Aunque el costo de los alimentos en divisas experimentó una «ligera disminución técnica» del 2,1 %, situándose en 756,45 dólares —afectada por la dinámica del tipo de cambio—, la realidad para el trabajador promedio es crítica. El salario mínimo legal, estancado en 130 bolívares, mantiene una cobertura insignificante del 0,03 %, lo que el economista Oscar Meza ha calificado como la «pulverización absoluta» del ingreso básico.
Brecha insostenible y el costo de los servicios
La brecha para que una familia de cinco integrantes pueda cubrir los 60 productos de la canasta es del 99,97 %. Esta situación obliga a los trabajadores a depender de bonificaciones, remesas y el sector informal.
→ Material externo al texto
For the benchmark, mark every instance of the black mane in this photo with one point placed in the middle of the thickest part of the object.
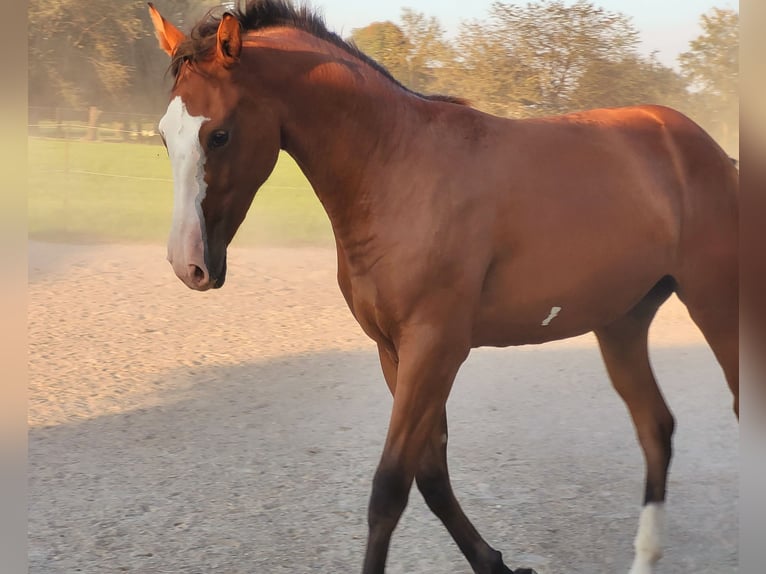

La presión es evidente: si en mayo se requerían 3.090 salarios mínimos para alimentarse, en junio la cifra ascendió a 3.433,11.
El impacto se agudiza con el costo de los servicios básicos, especialmente el agua potable, cuya necesidad se ha vuelto crítica tras los terremotos. El gasto mensual por este servicio escaló a 13,56 dólares, llevando el costo total indispensable para la subsistencia de un hogar a 770,01 dólares en junio. Los rubros con mayores alzas mensuales fueron las raíces y tubérculos (21,38 %), los granos (15,48 %) y el café (14,60 %).